40. Pistachio

Màu nền
Font chữ
Font size
Chiều cao dòng

Part Premium 69-70 sudah ada di Karyakarsa, ya...

Buat yang dukung part 67-68, part 69-70 bisa didapat gratis dengan kirim bukti dukungan ke emailku. File akan dikirim via email sesuai urutan pengiriman bukti dukungan.

Part ini versi lebih lengkap juga ada di karyakarsa.

 Aku nggak tahu apa yang terjadi di dapur antara Mahmpud dan Adrian waktu itu. Mahmoud tidak ingin menceritakannya kepadaku. Yang kutahu, Riana bilang Adrian membuka pintu geser pantry sangat kencang sampai meleset dari engselnya dan Mahmoud harus memperbaikinya dengan bantuan Gio dan Albert. Aku mencoba mengorek keterangan dari Adrian, tapi dia bahkan menolak menjawab panggilanku. Yup. Setelah apa yang dilakukannya kepadaku pagi itu.

Kalau mengingat peristiwa pagi itu, aku masih agak bergidik.

"Ayo, dong, Min! Kamu kan selalu mendesakku dan beberapa kali aku mau melayanimu. Masa sekarang kamu nolak mentah-mentah saat aku butuh?"

Tenggorokanku tercekat.

Untuk catatan saja, aku nggak pernah memaksanya. Aku merayu dan dia termakan rayuanku, bukan terpaksa melakukannya. Dia bisa saja merayuku pagi itu, tapi ucapannya sama sekali bukan rayuan. Itu lebih terdengar seperti pemaksaan. Nggak pernah ada perjanjian di antara kami bahwa aku atau dia harus membalas budi untuk kesediaan kami berhubungan seksual. Itu murni mau sama mau.

Kalau dia boleh menolak ajakanku, kenapa aku tak boleh? Apa hanya karena aku tak membuat peraturan jelas seperti yang kulakukan dengan Mahmoud, Adri merasa boleh melakukannya? Hanya karena aku pernah tidur dengannya, bukan berarti setiap saat aku harus mau melakukannya lagi. Karena itu jika aku menginginkan Adrian berhubungan seks denganku, aku merayu sampai dapat, bukan memaksa.

"Tapi aku sedang nggak ingin, Adrian, aku harus segera ke kantor, Say!" aku tetap berusaha menjelaskan baik-baik meski tanganku yang mendorong tubuhnya cukup tegas mengatakan tidak.

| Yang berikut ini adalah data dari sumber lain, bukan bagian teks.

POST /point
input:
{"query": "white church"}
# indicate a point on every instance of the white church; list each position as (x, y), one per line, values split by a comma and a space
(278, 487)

Dia tak peduli dan mulai mencengkeram pergelangan tanganku, menciumi rahang dan leherku. Entah sejak kapan bercinta dengan Adrian menjadi kurang masuk akal bagiku.

Satu-satunya hal yang menyelamatkanku pagi itu hanyalah kelaki-lakian Adrian yang ternyata tak se-excited dirinya sendiri. Sepertinya dia benar-benar sedang stres. Aku sudah berantakan sekali dan hampir menangis karena tak ingin, lalu tahu-tahu dia mengumpat sambil menghempaskan tubuhnya di sofa. Aku harus merelakan beberapa jam mendengarnya menangis seperti anak kecil, membujuknya agar mau bangkit kembali. Aku memahami ketakutan-ketakutannya. Dia merasa sudah bekerja sangat keras sejak memutuskan menjadi model, tapi setelah pekerjaan impiannya ada di tangan, segalanya masih saja belum berujung pada keberhasilan. Setelah beberapa waktu berselang, akhirnya tantrumnya mereda. Yang kemudian membuatku semakin khawatir justru semua keterangan Adrian mengenai pekerjaannya yang mengarah ke Mahmoud.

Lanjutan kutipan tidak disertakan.